This project was mostly a learning exercise. I came in already comfortable with FastAPI, so the Python backend was familiar ground with room to sharpen the edges. The real reason to build it was to learn C from scratch and to push my Python a little further than the usual web-app comfort zone. ESP-SMS is what came out the other end.
ESP-SMS is a hardware-and-software pipeline that takes a photo, sends it to an OpenAI vision model, and pushes the result to a phone. The repo splits cleanly into two halves: firmware in C for an ESP32-CAM board, and a Python (FastAPI) backend that talks to OpenAI and a notification service.
What it does
The flow is short. The device sleeps to save battery. You press a button, it wakes, joins WiFi, snaps a JPEG, and POSTs the raw bytes to /api/v1/capture with an X-Device-Id header. The backend writes the image to disk, drops a queued row into SQLite, and hands back a job ID. A separate worker loop claims the next queued job, calls the vision API, saves the output, and fires a notification to the phone. The board then sends a heartbeat (battery voltage, WiFi signal, free memory, uptime) and goes back to sleep.
The build
Most of the interesting work was not the happy path. It was the long tail of parts that almost worked.

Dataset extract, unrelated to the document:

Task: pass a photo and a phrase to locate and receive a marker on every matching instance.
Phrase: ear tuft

Learning C while building this was its own kind of pain, and a useful one. Coming from Python, where a variable just holds whatever you put in it and memory is somebody else’s problem, C does not let you look away. Pointers, manual buffer sizing, and remembering to free what you allocated all became real on hardware where a mistake does not throw a clean traceback, it just reboots the board or quietly corrupts a frame. Half the early bugs were not logic errors at all, they were me forgetting how the language actually treats memory. By the end the firmware felt readable to me, which earlier on it absolutely did not.
The camera was the first thing to fight back. At the time, the OCR on the model side was not great, and a blurry frame from a cheap sensor turned into garbage text. So the sensor kept getting upgraded: an OV2640 to start, then an OV3660 for more detail, and finally an autofocusing OV5640, which is what actually made close-up text readable instead of a guess.

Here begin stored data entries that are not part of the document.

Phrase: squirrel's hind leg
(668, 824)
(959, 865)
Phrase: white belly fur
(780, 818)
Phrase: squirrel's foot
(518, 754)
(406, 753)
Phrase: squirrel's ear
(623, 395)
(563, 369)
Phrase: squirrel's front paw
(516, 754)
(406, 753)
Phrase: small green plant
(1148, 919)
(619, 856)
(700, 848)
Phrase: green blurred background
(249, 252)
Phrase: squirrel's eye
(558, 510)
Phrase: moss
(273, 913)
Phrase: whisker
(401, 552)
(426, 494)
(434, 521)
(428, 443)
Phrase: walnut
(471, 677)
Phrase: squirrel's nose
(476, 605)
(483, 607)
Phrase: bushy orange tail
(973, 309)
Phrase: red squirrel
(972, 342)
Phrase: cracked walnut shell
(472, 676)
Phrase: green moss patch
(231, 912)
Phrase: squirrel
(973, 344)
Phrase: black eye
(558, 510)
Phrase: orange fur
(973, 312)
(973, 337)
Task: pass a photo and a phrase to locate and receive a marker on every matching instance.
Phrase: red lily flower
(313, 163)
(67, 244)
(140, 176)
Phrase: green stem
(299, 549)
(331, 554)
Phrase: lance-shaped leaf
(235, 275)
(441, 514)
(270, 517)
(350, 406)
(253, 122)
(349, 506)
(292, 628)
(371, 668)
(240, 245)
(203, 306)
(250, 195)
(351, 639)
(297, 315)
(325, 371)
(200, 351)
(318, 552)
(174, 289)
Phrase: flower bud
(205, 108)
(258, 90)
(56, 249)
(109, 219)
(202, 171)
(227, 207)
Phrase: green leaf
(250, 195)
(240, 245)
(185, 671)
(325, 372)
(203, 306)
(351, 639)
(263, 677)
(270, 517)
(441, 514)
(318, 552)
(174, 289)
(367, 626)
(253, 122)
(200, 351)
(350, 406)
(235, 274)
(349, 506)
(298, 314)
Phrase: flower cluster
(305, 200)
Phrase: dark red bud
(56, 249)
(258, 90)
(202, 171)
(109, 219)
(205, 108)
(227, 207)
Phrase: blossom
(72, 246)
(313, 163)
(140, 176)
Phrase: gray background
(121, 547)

The board followed the same path. It started on a base ESP32-CAM, moved to an ESP32-S3-N16R8 for the extra memory and headroom, and ended on the compact Seeed Studio XIAO ESP32-S3 (N8R8) once the goal became something small enough to live in a real enclosure. I designed and printed a case to make the whole thing read as an actual smart device rather than a dev board with wires hanging off it.

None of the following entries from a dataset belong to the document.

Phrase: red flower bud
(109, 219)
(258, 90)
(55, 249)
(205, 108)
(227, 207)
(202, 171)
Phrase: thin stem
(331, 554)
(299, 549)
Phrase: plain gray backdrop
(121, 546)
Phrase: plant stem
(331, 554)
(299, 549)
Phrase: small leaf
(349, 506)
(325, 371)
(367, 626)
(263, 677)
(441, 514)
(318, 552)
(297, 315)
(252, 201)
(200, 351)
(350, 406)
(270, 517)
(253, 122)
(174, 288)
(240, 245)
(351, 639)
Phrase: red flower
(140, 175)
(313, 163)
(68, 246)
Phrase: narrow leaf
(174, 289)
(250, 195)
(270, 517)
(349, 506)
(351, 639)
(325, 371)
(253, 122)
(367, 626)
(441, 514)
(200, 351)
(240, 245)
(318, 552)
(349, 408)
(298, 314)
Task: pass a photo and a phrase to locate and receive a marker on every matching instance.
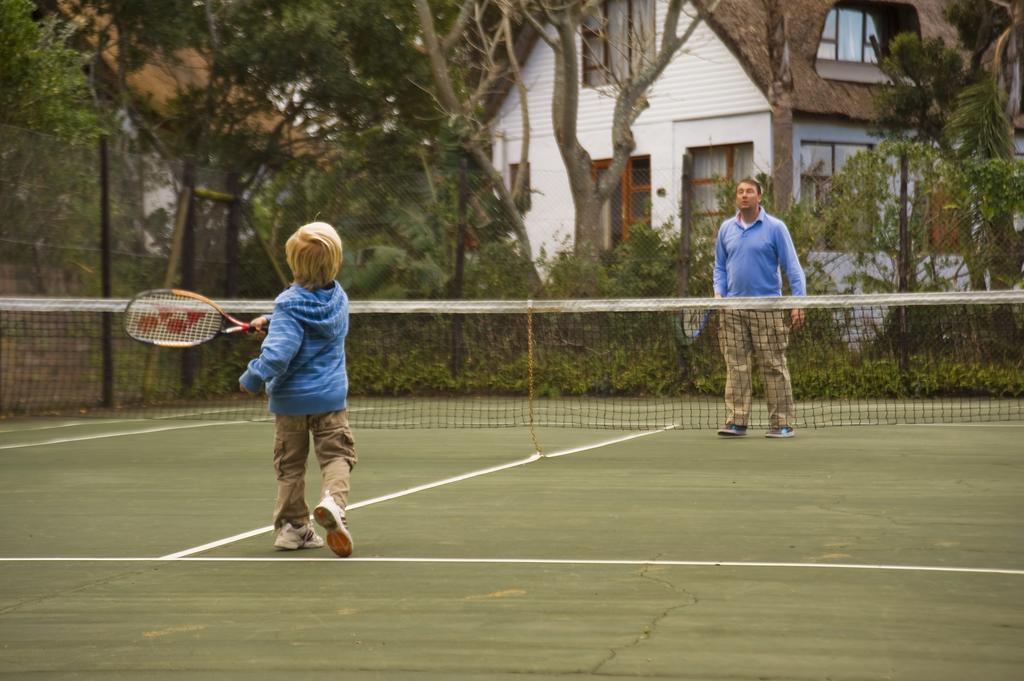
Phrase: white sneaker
(332, 518)
(291, 538)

Notifications were their own small adventure. I tried something like eighteen different messaging services before landing on Pushover. Twilio, the obvious choice, wanted what felt like my SSN and my mother’s maiden name to verify the account, so it lost. Pushover was the one that let me send a message to a phone without an interrogation, and that is why it is in the code.
One field note for anyone following along: ESP32-S3 chips get genuinely hot. Do not attach the heatsink to your hand with a rubber band.
The code
The firmware is the stronger half. main.c reads as a clean state machine: power init, WiFi, camera, capture, upload, heartbeat, sleep, with a real fallback at each step. If the camera fails to init, it still sends a heartbeat so the device does not just go silent on you. The HTTP client (http_client.c) does exponential backoff with sensible rules: retry on 5xx and transport errors, give up immediately on 4xx because a rejected request will stay rejected. Battery reading in power.c calibrates the ADC when it can and falls back to raw math when it cannot, and it says in the logs which one it used.
The backend is small and readable. The part that earns its complexity is the SQLite handling in db.py. SQLite under one writer and several readers is a classic source of “database is locked” errors, and the code meets that head-on: WAL mode, a busy timeout, and retry-with-backoff on every write. Job claiming uses a single UPDATE ... WHERE job_id = (SELECT ... LIMIT 1) RETURNING *, which claims and reads the oldest queued job in one atomic statement so two workers cannot grab the same one.